Discrete Variables and Probability Mass Function (PMF)

单个随机变量：$\mathbf{x} \sim P(\mathbf{x})$ 随机变量$\mathbf{x}$服从概率分布$P(\mathbf{x})$, $P(\mathbf{x}=x)$
多个随机变量：joint probability distribution: $P(\mathbf{x} = x,\mathbf{y} = y)$ 简写为$P(x,y)$

PMF 函数$P$需满足以下性质：

The domain of P must be the set of all possible states of $\mathbf{x}$.
$\forall x \in \mathbf{x},0 \le P(x) \le 1$
$\sum_{x \in \mathbf{x}} P(x) = 1$

Continuous Variables and Probability Density Functions (PDF)

PDF 函数$p$需满足以下性质：

The domain of p must be the set of all possible states of $\mathbf{x}$.
$\forall x \in \mathbf{x},p(x) \ge 0$ 不要求 $p(x) \le 1$
$\int p(x)dx = 1$

Marginal Probability

The probability distribution over the subset is known as the marginal probability distribution.

如果已知联合概率分布$P(\mathbf{x},\mathbf{y})$
则$P(\mathbf{x})$为：

\begin{equation}
\forall x \in \mathbf{x},P(x) = \sum_y P(\mathbf{x} = x,\mathbf{y} = y)
\end{equation}

对于连续变量：
\begin{equation}
p(x) = \int p(x,y)dy
\end{equation}

Conditional Probability

\begin{equation}
P(\mathbf{y} = y | \mathbf{x} = x) = \frac{P(\mathbf{y} = y,\mathbf{x} = x)}{P(\mathbf{x} = x)}
\end{equation}

只有$P(\mathbf{x} = x) > 0$时才能计算条件概率。

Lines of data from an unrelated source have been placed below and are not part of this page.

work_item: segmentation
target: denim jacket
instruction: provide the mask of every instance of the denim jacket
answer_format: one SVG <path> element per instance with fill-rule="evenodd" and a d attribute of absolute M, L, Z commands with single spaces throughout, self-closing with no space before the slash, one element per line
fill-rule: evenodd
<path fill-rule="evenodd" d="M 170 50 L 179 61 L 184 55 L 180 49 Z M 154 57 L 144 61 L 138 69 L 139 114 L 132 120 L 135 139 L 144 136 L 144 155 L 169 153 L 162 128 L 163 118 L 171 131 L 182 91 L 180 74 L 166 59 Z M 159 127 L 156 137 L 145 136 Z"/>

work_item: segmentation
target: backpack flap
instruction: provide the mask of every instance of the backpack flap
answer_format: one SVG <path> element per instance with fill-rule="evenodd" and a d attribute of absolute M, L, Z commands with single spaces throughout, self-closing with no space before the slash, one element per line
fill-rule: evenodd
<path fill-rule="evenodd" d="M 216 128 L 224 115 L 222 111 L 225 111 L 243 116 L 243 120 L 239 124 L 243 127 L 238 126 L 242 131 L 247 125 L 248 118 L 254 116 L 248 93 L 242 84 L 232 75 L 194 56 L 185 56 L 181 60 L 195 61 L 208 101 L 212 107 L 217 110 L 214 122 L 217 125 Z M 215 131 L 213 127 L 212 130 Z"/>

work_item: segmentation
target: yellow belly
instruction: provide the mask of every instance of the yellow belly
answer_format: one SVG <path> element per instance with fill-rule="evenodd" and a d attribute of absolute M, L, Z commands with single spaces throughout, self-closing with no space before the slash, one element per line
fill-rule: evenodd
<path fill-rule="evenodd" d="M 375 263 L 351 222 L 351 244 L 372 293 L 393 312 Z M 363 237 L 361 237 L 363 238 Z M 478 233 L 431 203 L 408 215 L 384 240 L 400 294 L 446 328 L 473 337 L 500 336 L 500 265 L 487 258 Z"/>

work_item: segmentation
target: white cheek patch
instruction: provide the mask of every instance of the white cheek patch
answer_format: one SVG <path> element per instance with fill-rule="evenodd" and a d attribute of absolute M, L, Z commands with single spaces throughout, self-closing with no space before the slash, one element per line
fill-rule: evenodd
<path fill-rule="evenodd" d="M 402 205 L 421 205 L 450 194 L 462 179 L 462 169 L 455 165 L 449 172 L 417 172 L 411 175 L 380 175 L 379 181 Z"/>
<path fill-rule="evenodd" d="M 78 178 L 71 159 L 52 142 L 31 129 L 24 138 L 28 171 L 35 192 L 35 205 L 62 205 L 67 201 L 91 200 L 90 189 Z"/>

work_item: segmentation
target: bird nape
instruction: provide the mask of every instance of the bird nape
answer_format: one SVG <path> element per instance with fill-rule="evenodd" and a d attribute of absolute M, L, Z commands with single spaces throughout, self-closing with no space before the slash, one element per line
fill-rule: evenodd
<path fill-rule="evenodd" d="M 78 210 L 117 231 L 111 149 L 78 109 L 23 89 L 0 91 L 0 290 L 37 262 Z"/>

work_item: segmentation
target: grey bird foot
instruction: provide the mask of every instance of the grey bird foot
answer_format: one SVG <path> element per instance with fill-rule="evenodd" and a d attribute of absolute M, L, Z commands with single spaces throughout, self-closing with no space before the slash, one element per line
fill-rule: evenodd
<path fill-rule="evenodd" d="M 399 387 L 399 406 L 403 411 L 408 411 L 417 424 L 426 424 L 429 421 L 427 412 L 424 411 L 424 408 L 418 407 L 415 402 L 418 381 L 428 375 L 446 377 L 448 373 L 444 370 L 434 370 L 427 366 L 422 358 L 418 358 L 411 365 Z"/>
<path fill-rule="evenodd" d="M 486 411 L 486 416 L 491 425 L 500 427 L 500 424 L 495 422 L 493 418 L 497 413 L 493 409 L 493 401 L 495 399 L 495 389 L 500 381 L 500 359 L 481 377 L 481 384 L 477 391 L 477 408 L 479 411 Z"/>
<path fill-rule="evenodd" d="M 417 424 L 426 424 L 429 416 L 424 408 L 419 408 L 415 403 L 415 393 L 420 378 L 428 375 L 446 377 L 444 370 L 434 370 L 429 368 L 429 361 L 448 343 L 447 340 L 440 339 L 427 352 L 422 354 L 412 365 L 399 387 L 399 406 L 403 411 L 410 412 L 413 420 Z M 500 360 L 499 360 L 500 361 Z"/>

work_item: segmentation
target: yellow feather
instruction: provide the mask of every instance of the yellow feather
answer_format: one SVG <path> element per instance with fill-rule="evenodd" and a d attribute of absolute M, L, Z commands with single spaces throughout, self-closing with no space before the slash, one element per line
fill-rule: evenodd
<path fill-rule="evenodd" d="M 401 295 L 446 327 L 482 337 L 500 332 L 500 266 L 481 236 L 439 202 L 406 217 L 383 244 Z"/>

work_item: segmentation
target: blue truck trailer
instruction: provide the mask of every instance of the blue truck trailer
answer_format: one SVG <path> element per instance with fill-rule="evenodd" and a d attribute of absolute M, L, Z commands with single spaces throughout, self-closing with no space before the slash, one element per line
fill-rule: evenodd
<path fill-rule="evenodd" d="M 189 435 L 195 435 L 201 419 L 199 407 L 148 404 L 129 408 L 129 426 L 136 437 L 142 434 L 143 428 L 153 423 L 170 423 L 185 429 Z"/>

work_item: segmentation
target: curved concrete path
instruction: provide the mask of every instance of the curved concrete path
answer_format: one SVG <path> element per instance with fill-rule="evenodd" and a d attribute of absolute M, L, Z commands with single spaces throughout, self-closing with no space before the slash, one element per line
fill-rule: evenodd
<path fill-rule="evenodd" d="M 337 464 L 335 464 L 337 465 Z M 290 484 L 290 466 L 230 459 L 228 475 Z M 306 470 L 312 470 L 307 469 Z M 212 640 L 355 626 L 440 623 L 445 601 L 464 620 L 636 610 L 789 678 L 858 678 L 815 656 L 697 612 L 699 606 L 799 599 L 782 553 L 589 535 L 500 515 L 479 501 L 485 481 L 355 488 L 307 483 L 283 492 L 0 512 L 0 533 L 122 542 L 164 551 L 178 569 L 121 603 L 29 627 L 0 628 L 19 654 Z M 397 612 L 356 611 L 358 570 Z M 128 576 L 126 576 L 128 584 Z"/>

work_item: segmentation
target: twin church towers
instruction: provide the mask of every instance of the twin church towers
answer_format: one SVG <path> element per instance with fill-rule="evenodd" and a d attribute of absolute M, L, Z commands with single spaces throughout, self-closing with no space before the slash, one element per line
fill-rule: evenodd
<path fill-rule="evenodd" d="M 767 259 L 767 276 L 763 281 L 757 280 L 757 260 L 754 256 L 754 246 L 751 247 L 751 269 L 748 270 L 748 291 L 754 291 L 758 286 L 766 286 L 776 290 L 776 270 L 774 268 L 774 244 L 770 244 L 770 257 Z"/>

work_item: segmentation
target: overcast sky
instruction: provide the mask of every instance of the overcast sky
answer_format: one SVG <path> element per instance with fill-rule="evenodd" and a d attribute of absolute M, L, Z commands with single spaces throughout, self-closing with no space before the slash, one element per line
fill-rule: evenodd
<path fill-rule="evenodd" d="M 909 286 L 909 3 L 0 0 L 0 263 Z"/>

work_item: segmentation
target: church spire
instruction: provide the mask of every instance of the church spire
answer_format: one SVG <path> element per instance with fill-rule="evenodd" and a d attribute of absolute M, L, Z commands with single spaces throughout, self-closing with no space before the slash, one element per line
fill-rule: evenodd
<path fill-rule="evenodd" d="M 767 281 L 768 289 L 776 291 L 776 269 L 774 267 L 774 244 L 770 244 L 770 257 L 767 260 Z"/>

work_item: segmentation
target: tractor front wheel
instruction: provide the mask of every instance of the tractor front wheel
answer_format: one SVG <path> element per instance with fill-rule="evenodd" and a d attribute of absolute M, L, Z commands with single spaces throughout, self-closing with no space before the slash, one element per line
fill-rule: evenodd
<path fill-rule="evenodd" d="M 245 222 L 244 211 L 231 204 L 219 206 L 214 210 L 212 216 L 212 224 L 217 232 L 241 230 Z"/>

（We cannot compute the conditional probability conditioned on an event that never happens.）

The Chain Rule of Conditional Probabilities

略

Independence and Conditional Independence

Two random variables x and y are independent，记为$\mathbf{x} \perp \mathbf{y}$, if

\begin{equation}
\forall x \in \mathbf{x}, y \in \mathbf{y}, p(x,y) = p(x)p(y)
\end{equation}

Two random variables x and y are conditionally independent given a random variable z, 记住为$\mathbf{x} \perp \mathbf{y}|z$
\begin{equation}
\forall x \in \mathbf{x}, y \in \mathbf{y}, z \in \mathbf{z} ,p(x,y|z) = p(x|z)p(y|z)
\end{equation}

Expectation, Variance and Covariance

expectation or expected value

设离散随机变量$\mathbf{x}$, 其概率分布为$P(\mathbf{x})$,期望值为：

\begin{equation}
E[\mathbf{x}] = \sum_x xP(x)
\end{equation}

\begin{equation}
E[f(\mathbf{x})] = \sum_x f(x)P(x)
\end{equation}

设连续随机变量$\mathbf{x}$, 期望值为：

\begin{equation}
E[\mathbf{x}] = \int xp(x)dx
\end{equation}

\begin{equation}
E[f(\mathbf{x})] = \int f(x)p(x)dx
\end{equation}

variance

\begin{equation}
Var(\mathbf{x}) = E[(\mathbf{x}-\mu)^2]=E(\mathbf{x}^2)-[E(\mathbf{x})]^2
\end{equation}

\begin{equation}
Var(f(\mathbf{x})) = E[(f(\mathbf{x})-E[f(\mathbf{x})])^2]
\end{equation}

covariance 协方差

\begin{equation}
Cov(f(x),g(y)) = E[(f(x)-E[f(x)])(g(y)-E[g(y)])]
\end{equation}

\begin{equation}
Cov(X,Y) = E[(X-\mu_x)(Y-\mu_y)]
\end{equation}

\begin{equation}
Cov(X,Y) = E(XY)-E(X)E(Y)
\end{equation}

\begin{equation}
Cov(X,X) = Var(X)
\end{equation}

Common Probability Distributions

Bernoulli distribution

Multinoulli Distribution

Gaussian distribution / normal distribution

Exponential and Laplace Distributions

The Dirac Distribution and Empirical Distribution

概率分布只在某个单独点附近有，使用Dirac delta function $\delta (x)$ (是一种generalized function )来定义PDF
\begin{equation}
p(x) = \delta (x-\mu)
\end{equation}
The Dirac delta function is defined such that it is zero-valued everywhere except 0, yet integrates to 1

The Dirac delta function as the limit (in the sense of distributions) of the sequence of zero-centered normal distributions

Mixtures of Distributions

A latent variable c is a random variable that we cannot observe directly. x 是能观测到的变量。
\begin{equation}
P(x,c) = P(x|c)P(c)
\end{equation}

Gaussian mixture model

prior probability：在观测到x之前， the model’s beliefs about c
posterior probability：$P(c|x)$, 观测到x之后….

A Gaussian mixture model is a universal approximator of densities, in the sense that any smooth density can be approximated with any specific, non-zero amount of error by a Gaussian mixture model with enough components.
（高斯模型混合模型（GMM）理论上可以拟合任意形状的概率分布）

Structured Probabilistic Models (graphical models)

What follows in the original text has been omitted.